Corrió durante un buen rato, buscando los callejones más oscuros y las calles más angostas en su huida. Ella los conocía bien, pero el soldado no, y confiaba en poder dejarlo atrás de aquella forma. Y resultaba, cada vez oía los pasos más lejos. Aunque debido al hambre y al cansancio de la carrera ya más andaba que corría, llegó a las afueras del pueblo habiendo despistado a su perseguidor. Paró un momento a recuperar el aliento.
Ante ella tenía pocas opciones, o se adentraba de nuevo entre las callejuelas asumiendo el riesgo de poder encontrarse al furioso soldado tras cada esquina; o se internaba en el bosque, donde sin duda sería más difícil que la encontrase de nuevo. No le gustaba mucho la idea, pero era la mejor alternativa, así que, con paso firme, se dirigió hacia el bosque.
Justo en ese momento se percató de que estaba resguardada bajo la sombra de una de las atalayas de la guardia. En condiciones normales solía haber uno o dos soldados vigilando desde ella, pero aquella noche estaba oscura y abandonada. Miró alrededor para asegurarse de que no había nadie observando y comenzó a ascender por la escalera. Una vez arriba se sentó de espaldas al lateral más alejado de la escalera, para que no se la pudiese ver desde abajo. A pesar de los nervios estaba demasiado cansada como para permanecer alerta; a los pocos minutos se quedó dormida.
Lo que pareció ser un crujido de madera seca la despertó con brusquedad. A pesar de la sorpresa y de que después de despertarse tardó unos segundos en volver a la realidad consiguió permanecer quieta y aplicar el oído. El más completo silencio, parecía que no era nada; llevándose la mano al pecho suspiró aliviada.
Pero de pronto se escuchó otro crujido, ahora mucho más nítido. Y otro más. Alguien estaba subiendo por la escalera. Alguien que cada vez estaba más cerca. Alguien cuya respiración acelerada se asemejaba al bramido de una bestia furiosa. No sabía qué hacer, no podía huir, no podía esconderse, sólo podía esperar. Al final ese alguien asomó.

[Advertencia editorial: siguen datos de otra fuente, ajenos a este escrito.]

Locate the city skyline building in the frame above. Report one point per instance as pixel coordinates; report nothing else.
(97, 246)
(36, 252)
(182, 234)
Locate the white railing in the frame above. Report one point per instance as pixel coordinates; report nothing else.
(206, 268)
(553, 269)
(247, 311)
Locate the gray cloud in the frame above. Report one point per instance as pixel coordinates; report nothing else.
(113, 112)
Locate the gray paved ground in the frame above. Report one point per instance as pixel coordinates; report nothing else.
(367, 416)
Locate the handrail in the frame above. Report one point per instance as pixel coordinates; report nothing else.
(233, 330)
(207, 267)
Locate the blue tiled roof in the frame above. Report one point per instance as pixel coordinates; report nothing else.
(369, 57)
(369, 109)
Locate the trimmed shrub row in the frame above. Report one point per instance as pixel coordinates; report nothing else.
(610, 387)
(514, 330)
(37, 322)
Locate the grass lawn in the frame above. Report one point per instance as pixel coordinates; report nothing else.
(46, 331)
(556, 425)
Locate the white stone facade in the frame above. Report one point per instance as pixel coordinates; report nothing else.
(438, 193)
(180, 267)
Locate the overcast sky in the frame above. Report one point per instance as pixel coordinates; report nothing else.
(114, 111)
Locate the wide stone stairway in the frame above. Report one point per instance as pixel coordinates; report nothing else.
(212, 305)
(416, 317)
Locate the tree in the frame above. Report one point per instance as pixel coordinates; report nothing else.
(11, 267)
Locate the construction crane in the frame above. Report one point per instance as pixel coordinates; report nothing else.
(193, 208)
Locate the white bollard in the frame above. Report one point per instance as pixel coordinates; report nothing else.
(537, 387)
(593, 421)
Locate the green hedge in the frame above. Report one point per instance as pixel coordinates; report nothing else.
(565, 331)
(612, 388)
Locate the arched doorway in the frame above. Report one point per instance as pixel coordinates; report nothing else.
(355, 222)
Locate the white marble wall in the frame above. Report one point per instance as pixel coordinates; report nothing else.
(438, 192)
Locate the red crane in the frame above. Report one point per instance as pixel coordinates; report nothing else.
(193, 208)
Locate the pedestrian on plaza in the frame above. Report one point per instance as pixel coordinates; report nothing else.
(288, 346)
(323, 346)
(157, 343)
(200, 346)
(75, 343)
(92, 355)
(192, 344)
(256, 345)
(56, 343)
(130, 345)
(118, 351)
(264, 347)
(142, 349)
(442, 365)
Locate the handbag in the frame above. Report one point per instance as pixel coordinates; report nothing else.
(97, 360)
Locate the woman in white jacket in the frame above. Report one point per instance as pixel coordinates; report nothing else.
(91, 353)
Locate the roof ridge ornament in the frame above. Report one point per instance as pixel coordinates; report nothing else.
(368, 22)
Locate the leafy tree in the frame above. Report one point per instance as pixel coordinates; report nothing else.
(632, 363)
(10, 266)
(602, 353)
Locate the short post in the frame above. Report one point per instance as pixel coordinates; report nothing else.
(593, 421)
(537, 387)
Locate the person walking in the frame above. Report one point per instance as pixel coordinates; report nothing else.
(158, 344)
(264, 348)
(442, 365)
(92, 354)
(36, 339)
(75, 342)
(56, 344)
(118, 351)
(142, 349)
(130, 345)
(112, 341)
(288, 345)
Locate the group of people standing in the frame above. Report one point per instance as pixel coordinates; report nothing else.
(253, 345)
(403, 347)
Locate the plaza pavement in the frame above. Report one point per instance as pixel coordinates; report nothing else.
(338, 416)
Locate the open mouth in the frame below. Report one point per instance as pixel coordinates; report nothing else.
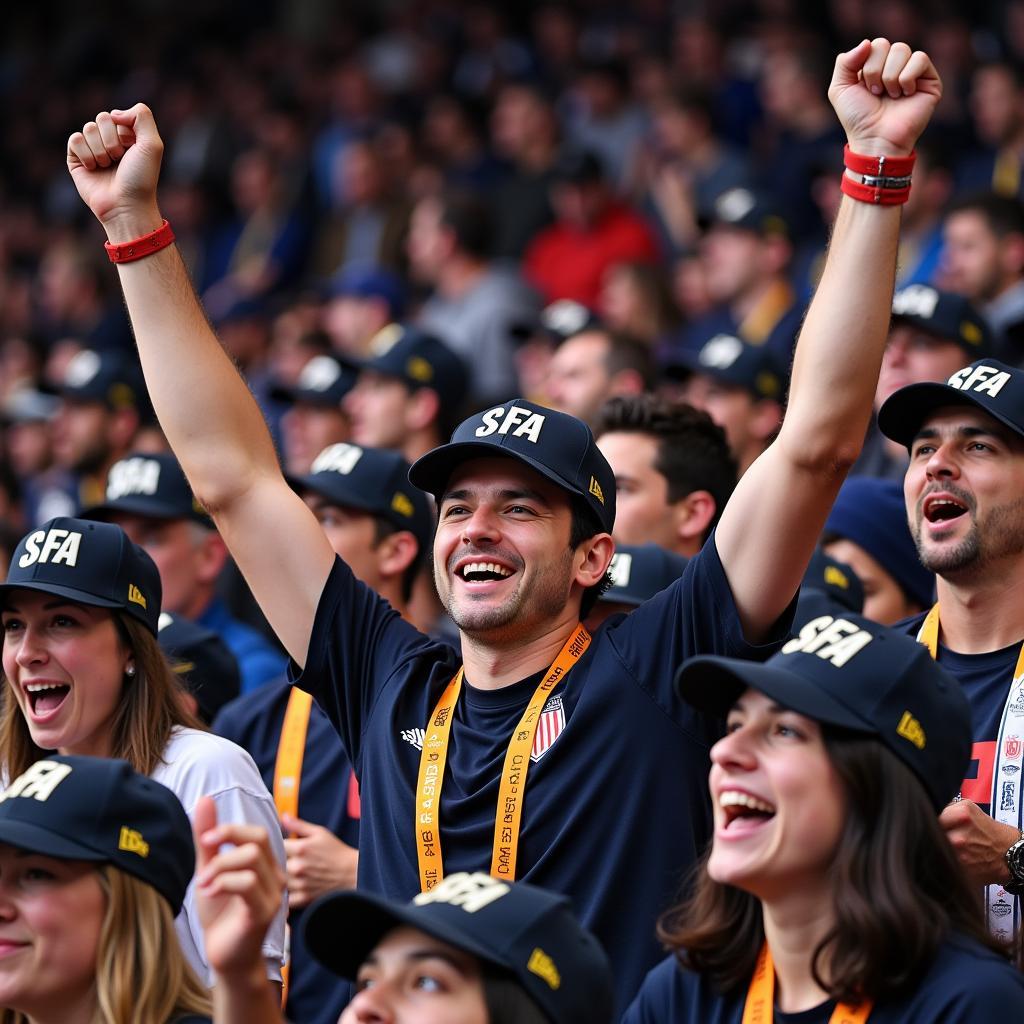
(943, 508)
(738, 806)
(482, 571)
(46, 697)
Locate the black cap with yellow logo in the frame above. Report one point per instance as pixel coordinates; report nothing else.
(88, 562)
(102, 811)
(851, 672)
(527, 931)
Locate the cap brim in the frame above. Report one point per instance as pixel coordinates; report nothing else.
(713, 684)
(432, 471)
(71, 593)
(904, 411)
(36, 839)
(342, 929)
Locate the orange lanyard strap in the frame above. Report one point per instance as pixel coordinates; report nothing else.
(291, 748)
(760, 1006)
(513, 784)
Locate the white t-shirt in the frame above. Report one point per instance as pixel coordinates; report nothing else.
(200, 764)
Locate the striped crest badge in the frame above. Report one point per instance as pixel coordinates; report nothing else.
(549, 728)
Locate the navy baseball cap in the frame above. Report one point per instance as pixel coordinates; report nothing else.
(89, 562)
(147, 484)
(202, 660)
(114, 379)
(944, 314)
(853, 673)
(323, 381)
(871, 513)
(100, 810)
(375, 480)
(369, 283)
(986, 384)
(641, 570)
(734, 363)
(419, 359)
(558, 445)
(748, 210)
(524, 930)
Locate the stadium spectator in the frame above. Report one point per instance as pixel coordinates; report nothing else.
(475, 303)
(983, 259)
(86, 676)
(673, 469)
(593, 230)
(839, 754)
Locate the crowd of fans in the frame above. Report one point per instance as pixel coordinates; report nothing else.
(396, 216)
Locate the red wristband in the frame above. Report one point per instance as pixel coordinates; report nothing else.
(890, 167)
(877, 197)
(146, 245)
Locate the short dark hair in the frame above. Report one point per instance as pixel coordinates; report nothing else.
(898, 891)
(1003, 214)
(692, 451)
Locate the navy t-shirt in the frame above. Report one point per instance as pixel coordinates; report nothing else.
(967, 984)
(254, 721)
(615, 809)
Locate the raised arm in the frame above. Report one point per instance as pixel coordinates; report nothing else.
(205, 408)
(884, 95)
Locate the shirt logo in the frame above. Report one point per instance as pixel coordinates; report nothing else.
(909, 728)
(470, 891)
(337, 459)
(132, 476)
(132, 842)
(525, 423)
(980, 379)
(57, 546)
(834, 640)
(38, 782)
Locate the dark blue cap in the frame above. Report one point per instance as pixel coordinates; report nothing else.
(871, 513)
(323, 381)
(828, 587)
(853, 673)
(375, 480)
(202, 660)
(526, 931)
(986, 384)
(89, 562)
(556, 444)
(101, 811)
(153, 485)
(946, 315)
(734, 363)
(115, 379)
(370, 283)
(748, 210)
(641, 570)
(419, 359)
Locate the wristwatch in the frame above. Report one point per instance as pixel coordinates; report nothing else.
(1015, 861)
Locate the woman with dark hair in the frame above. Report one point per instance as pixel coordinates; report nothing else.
(829, 892)
(85, 675)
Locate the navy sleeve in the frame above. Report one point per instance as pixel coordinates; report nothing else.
(357, 643)
(695, 615)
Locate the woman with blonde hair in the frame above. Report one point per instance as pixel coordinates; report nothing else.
(94, 863)
(85, 676)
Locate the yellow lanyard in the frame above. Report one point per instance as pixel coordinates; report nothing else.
(760, 1006)
(513, 783)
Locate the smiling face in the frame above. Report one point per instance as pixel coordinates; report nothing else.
(65, 664)
(411, 978)
(502, 556)
(51, 912)
(965, 492)
(778, 804)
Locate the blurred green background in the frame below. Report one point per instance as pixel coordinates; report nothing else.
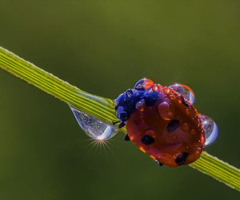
(104, 47)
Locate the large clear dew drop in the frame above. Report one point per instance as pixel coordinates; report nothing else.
(93, 127)
(210, 129)
(185, 91)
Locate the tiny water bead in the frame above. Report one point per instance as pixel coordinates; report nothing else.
(210, 129)
(93, 127)
(185, 91)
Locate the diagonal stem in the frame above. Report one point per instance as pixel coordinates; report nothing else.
(103, 109)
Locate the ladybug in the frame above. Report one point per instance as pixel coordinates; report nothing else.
(163, 123)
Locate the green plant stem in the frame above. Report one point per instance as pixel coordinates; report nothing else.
(102, 109)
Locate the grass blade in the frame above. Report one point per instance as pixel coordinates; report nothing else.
(103, 109)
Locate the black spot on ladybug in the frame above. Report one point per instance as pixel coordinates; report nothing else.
(173, 125)
(147, 139)
(181, 158)
(159, 163)
(184, 102)
(126, 138)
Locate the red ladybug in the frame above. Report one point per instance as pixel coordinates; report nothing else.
(163, 123)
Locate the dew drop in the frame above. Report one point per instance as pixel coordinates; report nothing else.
(165, 111)
(140, 105)
(185, 91)
(93, 127)
(185, 127)
(210, 129)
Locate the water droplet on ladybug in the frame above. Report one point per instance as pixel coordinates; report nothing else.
(210, 129)
(185, 127)
(93, 127)
(140, 105)
(165, 111)
(185, 91)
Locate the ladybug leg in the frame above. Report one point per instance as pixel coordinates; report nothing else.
(116, 122)
(122, 124)
(126, 138)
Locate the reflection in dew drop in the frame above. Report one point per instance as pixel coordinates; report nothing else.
(93, 127)
(185, 91)
(210, 129)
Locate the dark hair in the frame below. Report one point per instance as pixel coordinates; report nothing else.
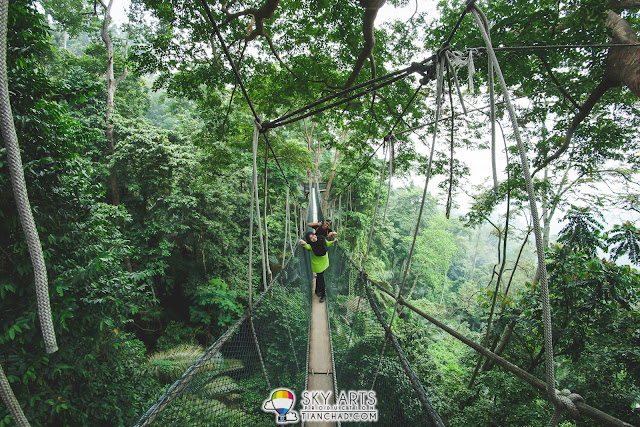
(307, 236)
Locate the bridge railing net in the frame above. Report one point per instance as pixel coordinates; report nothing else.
(228, 384)
(358, 339)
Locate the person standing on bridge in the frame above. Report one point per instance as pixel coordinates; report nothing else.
(323, 228)
(318, 245)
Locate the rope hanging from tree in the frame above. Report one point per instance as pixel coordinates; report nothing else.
(482, 22)
(20, 194)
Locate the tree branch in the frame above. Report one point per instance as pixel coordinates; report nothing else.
(555, 80)
(370, 13)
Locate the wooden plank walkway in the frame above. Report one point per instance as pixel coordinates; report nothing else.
(320, 361)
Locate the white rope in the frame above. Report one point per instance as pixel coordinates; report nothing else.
(10, 401)
(21, 196)
(256, 135)
(452, 58)
(255, 193)
(375, 211)
(391, 158)
(546, 310)
(286, 230)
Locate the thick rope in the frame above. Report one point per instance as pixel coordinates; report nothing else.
(439, 80)
(413, 378)
(20, 194)
(257, 198)
(375, 211)
(10, 401)
(391, 159)
(546, 310)
(255, 340)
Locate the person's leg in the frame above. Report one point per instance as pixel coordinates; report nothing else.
(320, 286)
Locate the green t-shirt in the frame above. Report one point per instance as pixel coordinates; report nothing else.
(319, 263)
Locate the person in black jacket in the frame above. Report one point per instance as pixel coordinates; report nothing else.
(319, 259)
(323, 228)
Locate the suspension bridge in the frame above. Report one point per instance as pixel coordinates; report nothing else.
(288, 339)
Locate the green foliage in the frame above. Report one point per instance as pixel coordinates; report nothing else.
(214, 302)
(582, 231)
(624, 240)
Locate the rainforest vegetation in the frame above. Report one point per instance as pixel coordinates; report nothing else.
(136, 143)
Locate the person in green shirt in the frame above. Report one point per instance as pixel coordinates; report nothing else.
(319, 259)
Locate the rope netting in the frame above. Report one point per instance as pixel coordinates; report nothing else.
(228, 384)
(357, 333)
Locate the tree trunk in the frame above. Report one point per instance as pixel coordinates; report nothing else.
(331, 176)
(623, 63)
(112, 84)
(622, 68)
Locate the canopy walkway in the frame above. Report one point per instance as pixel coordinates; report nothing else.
(287, 339)
(292, 340)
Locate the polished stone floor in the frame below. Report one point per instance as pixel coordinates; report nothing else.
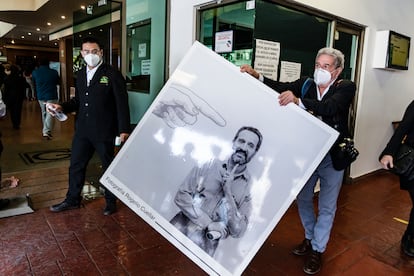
(365, 238)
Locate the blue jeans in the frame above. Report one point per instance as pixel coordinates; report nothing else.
(318, 226)
(47, 119)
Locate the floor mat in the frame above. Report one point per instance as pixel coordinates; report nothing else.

Estaba allí, de pie frente a ella, con los ojos inyectados en sangre y los dientes apretados con furia. La había encontrado.
—¡Maldita! —soltó casi con un gruñido—. Creías que podías burlarte de mi y salir corriendo sin más, ¿verdad? Pues ahora te vas a enterar, vas a ver lo que les ocurre a las perras como tú que osan rechazarme.
Mei estaba inmóvil, paralizada por el miedo. Sólo podía ver cómo el soldado comenzaba a reír a carcajadas mientras extraía del cinto un cuchillo enorme y lo alzaba contra ella. Parecía una mera espectadora de su propia muerte. Sólo mirando, encogida en el suelo, mientras ésta venía a buscarla.
Entonces, cuando parecía que iba a asestar el golpe, la risa del soldado se ahogó en un apagado gorgoteo mientras soltaba el cuchillo y comenzaba a tambalearse. Instantes después se desplomaba en el suelo con una flecha atravesando su garganta.